Evasione fiscale globale: il gioco oscuro delle multinazionali

Un recente studio condotto dall’EU Tax Observatory, ospitato presso la Paris School of Economics, ha rivelato un dato allarmante: nel corso del 2020, le multinazionali sono riuscite ad eludere il pagamento di circa 200 miliardi di dollari (equivalenti a 188 miliardi di euro) in tasse a livello globale. Questa cifra enorme è stata sottratta grazie a una tattica nota come “spostamento degli utili”, adottata da aziende con presenza internazionale. In pratica, le multinazionali registrano una parte sproporzionata dei loro profitti in territori con tassazione ridotta o nulla, i cosiddetti paradisi fiscali, nonostante abbiano realizzato tali profitti in altri paesi.
Ma come funziona esattamente questo meccanismo di spostamento degli utili? Le multinazionali, operanti in diversi paesi, spostano i loro profitti da una nazione con un’alta pressione fiscale a una filiale situata in un territorio con tasse più basse. Questo avviene anche attraverso la gestione di proprietà intellettuali, come brevetti e design, che vengono registrati nelle filiali dei paradisi fiscali. La società nel paese con un’alta tassazione paga quindi cifre considerevoli alla filiale nel paradiso fiscale per l’utilizzo di tali proprietà. In questo modo, il bilancio dell’azienda nel paese con tasse elevate mostra una diminuzione dei profitti, mentre quello della filiale nel paradiso fiscale registra un aumento.
Le conseguenze di questa pratica sono estese e significative. Nel 2020, anno in cui la pandemia di COVID-19 ha colpito duramente l’economia globale, il mancato introito fiscale dovuto allo spostamento degli utili ha raggiunto i 200 miliardi di dollari, rispetto ai 250 miliardi dell’anno precedente. Secondo Idann Gidron, coordinatore dei dati presso l’EU Tax Observatory, queste strategie sono principalmente accessibili alle grandi aziende, che hanno la possibilità di operare sui mercati internazionali e aprire filiali in paradisi fiscali offshore, alleggerendo così il loro carico fiscale. Questo crea un’ingiustizia fiscale, poiché le piccole realtà economiche si trovano costrette a contribuire proporzionalmente di più.
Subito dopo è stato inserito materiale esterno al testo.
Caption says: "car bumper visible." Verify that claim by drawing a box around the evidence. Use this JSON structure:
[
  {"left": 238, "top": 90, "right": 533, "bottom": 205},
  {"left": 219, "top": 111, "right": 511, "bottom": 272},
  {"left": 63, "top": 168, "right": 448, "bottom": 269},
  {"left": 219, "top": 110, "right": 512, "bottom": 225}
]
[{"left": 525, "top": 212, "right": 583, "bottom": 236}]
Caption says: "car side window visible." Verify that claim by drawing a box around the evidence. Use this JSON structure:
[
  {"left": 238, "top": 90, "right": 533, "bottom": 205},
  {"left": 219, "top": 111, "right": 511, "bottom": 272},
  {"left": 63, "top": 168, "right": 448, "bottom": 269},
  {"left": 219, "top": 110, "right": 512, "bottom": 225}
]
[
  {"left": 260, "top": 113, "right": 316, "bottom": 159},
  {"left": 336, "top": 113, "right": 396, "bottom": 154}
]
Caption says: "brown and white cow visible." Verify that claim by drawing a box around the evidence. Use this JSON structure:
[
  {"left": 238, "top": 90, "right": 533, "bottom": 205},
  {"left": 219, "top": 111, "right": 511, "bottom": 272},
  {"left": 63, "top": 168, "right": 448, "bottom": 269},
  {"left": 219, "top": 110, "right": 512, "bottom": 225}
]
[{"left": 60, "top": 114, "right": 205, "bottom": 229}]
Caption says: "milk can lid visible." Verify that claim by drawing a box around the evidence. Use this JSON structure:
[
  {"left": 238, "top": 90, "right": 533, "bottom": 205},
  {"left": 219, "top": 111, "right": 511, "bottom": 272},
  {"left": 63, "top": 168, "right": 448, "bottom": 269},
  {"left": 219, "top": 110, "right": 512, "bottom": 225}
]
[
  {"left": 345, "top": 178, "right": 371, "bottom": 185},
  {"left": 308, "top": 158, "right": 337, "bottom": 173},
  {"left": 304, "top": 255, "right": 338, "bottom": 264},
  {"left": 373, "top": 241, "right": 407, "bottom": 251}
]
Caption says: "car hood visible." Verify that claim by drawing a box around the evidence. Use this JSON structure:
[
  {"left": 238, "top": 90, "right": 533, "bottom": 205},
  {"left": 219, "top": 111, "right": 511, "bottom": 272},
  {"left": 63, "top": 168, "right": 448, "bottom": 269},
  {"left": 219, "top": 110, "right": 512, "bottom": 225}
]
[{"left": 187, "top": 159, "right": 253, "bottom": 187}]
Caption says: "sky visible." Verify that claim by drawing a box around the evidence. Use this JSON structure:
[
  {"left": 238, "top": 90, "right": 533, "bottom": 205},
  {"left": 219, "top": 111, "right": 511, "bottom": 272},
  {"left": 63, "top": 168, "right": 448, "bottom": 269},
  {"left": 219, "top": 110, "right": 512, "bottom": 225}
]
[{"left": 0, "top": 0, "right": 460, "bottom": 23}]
Ma non sono solo le multinazionali a beneficiare di questo sistema. I paradisi fiscali stessi guadagnano da questo schema, attirando profitti maggiori rispetto a paradisi tropicali come Panama o Bermuda, specialmente in Europa, in paesi come Olanda, Irlanda, Svizzera, Lussemburgo e Belgio. Queste nazioni ricevono profitti spostati che generano significativi surplus di bilancio. Ad esempio, in Irlanda, i profitti spostati hanno rappresentato circa il 60% di tutte le tasse sulle società raccolte nel 2020.
A livello internazionale, lo spostamento degli utili si traduce in un gioco a somma negativa. Le entrate fiscali aggiuntive ottenute dai paradisi fiscali vengono sottratte ai paesi con tassi di tassazione più elevati, riducendo così i fondi pubblici disponibili per i governi di tutto il mondo. Questo colpisce in modo sproporzionato i membri dell’Unione Europea e altri paesi dell’Organizzazione per la Cooperazione e lo Sviluppo Economico (OCSE).
In conclusione, il dibattito sull’effettiva legalità di questi schemi fiscali rimane aperto. Nonostante non sia illegale per una multinazionale aprire filiali in diversi paesi e gestire il commercio tra di loro, le questioni morali e le implicazioni economiche più ampie di queste pratiche rimangono oggetto di intensa discussione e analisi. È necessaria una riforma globale per affrontare il problema e assicurare che le multinazionali paghino le tasse dovute in modo equo, contribuendo così alla crescita economica e al benessere sociale. Solo attraverso un’azione coordinata a livello internazionale sarà possibile combattere l’ingiustizia fiscale e garantire un sistema equo e sostenibile per tutti.